Zirai Mücadele: Hastalık ve haşerelerin üretimde zaman zaman % 20 - 30 civarında verim düşüklüğüne neden olduğu görülmüştür. Türkiye’de zirai mücadele ile tarlalardaki yabancı otların gelişmesi önlenmekte ve haşerelerin çoğalmasına imkân verilmemektedir. Böylece verim düşüklüğünün önüne geçilmektedir.Ancak ilaçlamanın bilinçli şekilde yapılması gerekir.

Makineleşme: Toprakların kısa sürede ve zamanında sürülmesi, hasadın zamanında yapılabilmesi günümüzde makineleşme ile mümkündür.


Ülkemizde makineleşme ile birlikte;
Çayır ve mera alanları sürülerek tarım alanları genişlemiş,
Tarım ürünlerinin üretim miktarında ve veriminde artışlar olmuş,
Tarım da insan ve hayvan gücüne duyulan ihtiyaç azalmış ve ortaya çıkan işsizlik köyden kente göçe neden olmuştur.

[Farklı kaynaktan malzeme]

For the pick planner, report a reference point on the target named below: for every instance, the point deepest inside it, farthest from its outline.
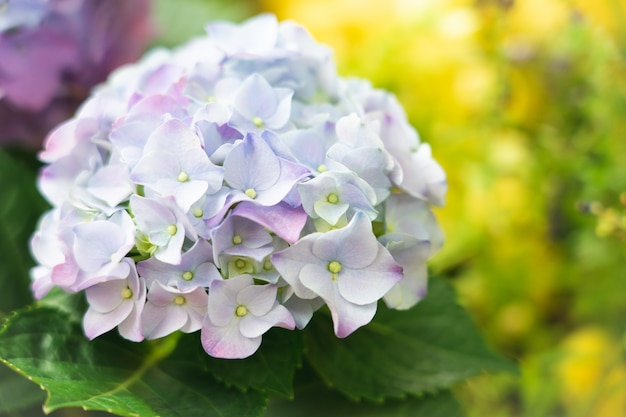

Türkiye’de bazı alanlarda makineli tarıma tam geçilememiştir. Bu durumun sebepleri şunlardır:
Makine kullanımına elverişli olmayan engebeli arazilerin varlığı (Doğu Karadeniz kıyı şeridi gibi)
Makine fiyatlarının çiftçinin alım gücünün üstünde olması
Bazı bölgelerde işgücünün daha ucuz olması
Makine kullanımının ekonomik olmayacağı küçük işletmelerin bulunması

Çiftçinin Eğitimi: Günümüzde tarım, modern aletler, kaliteli tohum ve hassas ilaçlar kullanımıyla yapılmaktadır. Bütün bunlar çiftçinin eğitimini gerektirmektedir. Ülkemiz genelinde çiftçilerin eğitim düzeyi düşüktür.

Pazarlama: Ürünlerin üretimi kadar, ürünlerin iyi fiyatlardan satılması da önemlidir.Pazarlama amacıyla çeşitli ürünler için kooperatifler kurulmuştur.Devlat bazı ürünlerde çiftçiyi korumak için destekleme alımları yapmaktadır.

Tarımı Destekleyen Kuruluşlar: Tarım ürünlerinin toplanması, pazarlanması ve işlenmesi yönüyle çiftçilerin desteklenmesi gerekmektedir. Türkiye’de tarıma destek sağlayan çeşitli kuruluşlar bulunmaktadır.Tarım Bakanlığı,Ziraat Bankası,tarım Kredi ve Satış Koperatifleri,Türkiye Zirai Donatım Kurumu,Devlet Üretme Çiftlikleri,Çaykur,Tekel, Toprak Mahsulleri Ofisi,Tariş,Çukobirlik, Antbirlik,Fiskobirlik,Tar ım İşletmeleri Genel Müdürlüğü ve Devlet Su İşleri tarımı destekleyen ve tarımla ilgilenen kuruluşlardır.

Tarımın Türkiye Ekonomisindeki Yeri
1. Nüfusun büyük bir bölümü tarımsal faaliyetlerle geçimini sağlar. Ulusal gelirin ¼ ini tarım sektörü karşılar. İhracatımızda önemli bir paya sahiptir.
2. Türkiye’deki endüstri tesislerinin büyük bölümü tarımsal maddeleri hammadde olarak kullanır. Sanayinin gelişmesinde büyük önem taşır.
3. İhracatımızda fındık, turunçgiller, tahıllar, meyve ve sebzeler, pamuk, tütün, yağ bitkileri, zeytin ve çay gibi tarım ürünleri önemli yer tutar.
4. Artan nüfusumuzun gıda ihtiyacını karşılaması için önemlidir.

Ülkemiz daha önceleri tarımsal üretim bakımında kendi kendine yetebilen dünyanın sayılı ülkelerinde biri idi.Son yıllarda bu özelliğini kaybetmiştir.
Bu durumun nedenleri:
Hızlı nüfus artışı,
- Plansız tarım faaliyetleri,
- Bilinçsiz sulama,gübreleme ve ilaçlama,
- Ve verimli tarım alanlarının yanlış arazi kullanımı nedeniyle kullanılamaz hale gelmesidir.